Monthly Archives: November 2006

The evolution of the API

I don’t pretend to understand how it works but I do like the look of Mashery. If APIs are going to transform business, if they’re going to become a feature of everyday organisational interaction, if we’re going to start saying ‘API’ as a kind of shorthand for the swapping of functions and data in our increasingly networked environment, then we’re going to need tools like Mashery.

Of course, I think Mashery is necessarily a transitional business: the longer-term for enablers like Mashery is probably less interesting: their plumbing function will presumably be absorbed by the API providers themselves. Standards will develop, the stack will evolve and APIs will take on management features of their own – a UI will emerge. Adding an API to an application will become a matter of setting some switches in the compiler or choosing an option in your app generator.

APIs will soon generate their own stats and account for their own usage – interrogating your API for details of your partners’ activity will be a trivial daily activity. In the meantime, though, Mashery takes care of all that. Neat.

API defined at Wikipedia.

Lots of good politics this week

Climate change – some kind of watershed. Iraq – another watershed?. Immigration – the numbers confirm Britain is a net consumer of migrants and has become a kind of ‘interchange’ for mobile populations (probably not a bad role for a post-imperial power at the edge of a major economic bloc). Privacy – ours is becoming a ‘surveillance society‘. US Mid-terms – Kerry’s foot is firmly in his mouth again but the Republican hegemony is history anyway. ASBOs are cool and David Cameron wants you to ”love a lout‘.

George Monbiot is annoying

Look. I know. You’re going to think this is petty (or just stupid… or hateful) but the annoying thing about Britain’s overnight conversion to the need for action on climate change is that we’re all now kind of obliged to acknowledge that George Monbiot – Britain’s most annoying Green – was right all along. Or at least less wrong. God I hate that (he is annoying, isn’t he?).

A failure of nerve on immigration from accession states

Britain deserves better than a knee-jerk ban on Bulgarian and Romanian migrants

Closing the door to Romanians and Bulgarians is not irrational. No nation should be obliged to provide unlimited access to its labour market. Only free-market ultras believe that a territory can arrive, without help, at a kind of benign population homeostasis. Labour markets don’t ‘clear’, at least not overnight.

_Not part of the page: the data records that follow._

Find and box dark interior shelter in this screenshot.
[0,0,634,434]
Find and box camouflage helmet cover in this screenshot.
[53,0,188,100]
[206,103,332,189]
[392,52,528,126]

Still, I think we’ve missed an opportunity in making such a politically contingent decision. This is a profoundly unpragmatic act, a refusal of the lessons we’ve learnt from previous EU accessions. Poles and Czechs are active now in the UK economy, visible members of society, coming and going when they feel like it in their late model Renaults and Toyotas. They’re not skulking in the shadows of the black economy – economically immobile, held back by their inability to participate fully.

They’re a dynamic new component in the economic life of the nation. Restricting the Bulgarians and Romanians to reserved occupations will leave them in the limbo of the illegal economic migrant, forbidden to pay tax and inhibited from going home because of the fear they might not be able to return to Britain later.

We should have held our nerve, kept the borders open and resisted the hysterical xenophobia of the tabloids. Instead we’ve handed the racists and the isolationists an easy political victory. Pity.

Handy Bulgaria and Romania Q&A from BBC News Online.